Here’s King Street as it is right now:
I took that photo yesterday and although I cycle along King Street I was still amazed by the volume of traffic and also the size of the vehicles. Roads with heavy goods vehicles have an even stronger case for a segregated bike path because of the dangers these vehicles pose to vulnerable road users like people on bicycles.
Here’s how King Street could look with a bike path:
I took the photograph used in the visualisation very early one Sunday morning when the road was quiet and I was able to stand in the middle to take a shot. Thankfully I also got it before all that scaffolding went up! Yesterday at about midday it was too busy for me to stand in the middle of the road.
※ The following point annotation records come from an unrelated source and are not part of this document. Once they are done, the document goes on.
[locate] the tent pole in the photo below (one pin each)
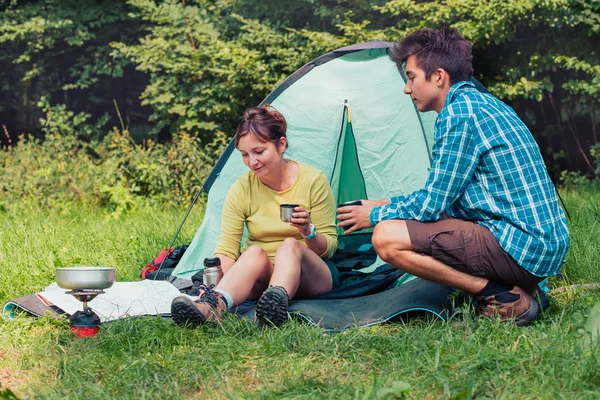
(177, 233)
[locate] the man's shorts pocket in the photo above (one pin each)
(458, 249)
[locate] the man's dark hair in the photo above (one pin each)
(442, 48)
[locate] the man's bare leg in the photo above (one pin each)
(392, 243)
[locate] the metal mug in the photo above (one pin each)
(286, 211)
(212, 271)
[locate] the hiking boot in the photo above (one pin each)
(514, 304)
(208, 307)
(271, 308)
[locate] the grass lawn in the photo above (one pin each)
(152, 358)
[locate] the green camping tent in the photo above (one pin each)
(348, 116)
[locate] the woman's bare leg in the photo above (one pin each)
(248, 277)
(300, 271)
I really wanted to make the point in this visualisation that bike paths are not just for athletic men on racing bikes. They’re also for women, children, people with disabilities, and other active travel modes like roller blades and scooters. When we paint lines on the road or put cyclists in a bus lane we appeal only to the less than 1% of mostly men who already cycle. We’re not appealing to the mass majority who do not. We need to transform our streets if we want to see real gains in the number of people commuting under their own steam.
Visualisations like this are necessary because it can be hard to imagine how a bike path could look – how do intersections works? Where do buses go? How much space is left for cars? They can inspire us and help to overcome the inertia required to bring about this level of change. This doesn’t mean the bike path has to look exactly like this. It’s just one possible design.
I submitted this visualisation along with the winning designs from the competition to the city council yesterday. They were all well-received and I felt the council were impressed by the quality of the designs from the competition.